Además, su coalición con el flanco de los regímenes iliberales de Orban y Morawiecki impulsará su “reforma” de la UE, que consistirá en retirar competencias a la Unión para devolverlas a los Estados miembros y desmantelar las principales normas europeas, que son la base del proyecto político europeo, como la libre circulación en el espacio Schengen y la primacía del derecho nacional. Le Pen, en una nueva actuación de populismo irresponsable, olvida que Francia no es Hungría, sino que es un país fundador, motor junto con Alemania de la integración europea y, además, una potencia nuclear. Su locura llega hasta la defensa en el plano internacional de una alianza con Rusia y del abandono del mando integrado de la Alianza Atlántica.
El próximo domingo, los 48,7 millones de electores votarán, ya no con el corazón, a un programa, a un partido y a un candidato, sino con la razón o el descontento, o lo que es peor, desde la indiferencia, ya que uno de cada cuatro franceses/as no ha votado en la primera vuelta.
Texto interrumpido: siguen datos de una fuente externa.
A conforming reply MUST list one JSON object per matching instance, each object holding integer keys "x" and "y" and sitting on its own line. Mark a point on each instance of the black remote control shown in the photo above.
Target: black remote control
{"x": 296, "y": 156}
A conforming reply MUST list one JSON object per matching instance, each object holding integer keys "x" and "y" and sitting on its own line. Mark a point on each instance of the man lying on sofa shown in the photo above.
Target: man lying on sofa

El panorama electoral francés ha puesto en evidencia, una vez más, como ha sucedido con la cuarta victoria de Viktor Orbán en Hungría, que debemos cuidar la democracia. La subida de la extrema derecha en todo el continente y el aumento de la presencia de las democracias iliberales en el Consejo Europeo es un peligro para el Estado de derecho y las libertades fundamentales. Por eso, más que un derecho, es una obligación votar, y la abstención o el voto en blanco es una equivocación. Es un boomerang que favorece el avance de ideologías extremas, que de otra forma serían anecdóticas. Y sobran los ejemplos, el Brexit y la calamitosa victoria de Trump son claros ejemplos de cómo la falta de participación afecta a la ciudadanía, que al final sufre las consecuencias de unas políticas desastrosas y se hunde en el arrepentimiento por no haber votado.
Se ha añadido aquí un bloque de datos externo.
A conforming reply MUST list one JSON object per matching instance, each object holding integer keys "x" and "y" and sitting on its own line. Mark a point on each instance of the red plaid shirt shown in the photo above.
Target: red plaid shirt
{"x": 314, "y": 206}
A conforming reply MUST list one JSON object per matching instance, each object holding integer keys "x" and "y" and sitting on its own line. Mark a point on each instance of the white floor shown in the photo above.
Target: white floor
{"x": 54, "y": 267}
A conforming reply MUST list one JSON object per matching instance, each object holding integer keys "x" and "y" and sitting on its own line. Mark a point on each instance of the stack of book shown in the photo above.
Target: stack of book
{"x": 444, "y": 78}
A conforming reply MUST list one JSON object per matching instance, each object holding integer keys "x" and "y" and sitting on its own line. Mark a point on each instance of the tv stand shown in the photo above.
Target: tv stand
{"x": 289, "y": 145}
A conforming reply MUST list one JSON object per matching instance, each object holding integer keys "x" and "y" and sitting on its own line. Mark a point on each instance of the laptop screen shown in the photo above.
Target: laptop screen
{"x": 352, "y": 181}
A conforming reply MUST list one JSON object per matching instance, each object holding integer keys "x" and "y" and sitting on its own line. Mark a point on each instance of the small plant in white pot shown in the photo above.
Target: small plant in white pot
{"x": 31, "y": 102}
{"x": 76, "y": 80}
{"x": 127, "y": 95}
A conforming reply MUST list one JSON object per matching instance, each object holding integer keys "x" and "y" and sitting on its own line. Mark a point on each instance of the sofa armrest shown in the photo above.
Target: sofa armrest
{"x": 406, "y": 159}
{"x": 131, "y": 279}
Por eso, el domingo, independientemente del tiempo o de los planes sociales, los franceses deben ir a votar. Porque una victoria de Le Pen pondría en peligro a Francia y a la UE. Si en 2017 Macron arrasó con un 66,10%, mientras Le Pen se tuvo que contentar con el 33,90%, ahora los sondeos se presentan mucho más ajustados y todos los votos son necesarios.
Para recordatorio...
Elecciones 2002: Jacques Chirac 82,21% - Jean Marie Le Pen (padre) 17,79%
Elecciones 2017: Emmanuel Macron 66,10% - Marie Le Pen (hija) 33,90%
Elecciones 2022: ¿? La foto final la conoceremos el domingo a las ocho en punto.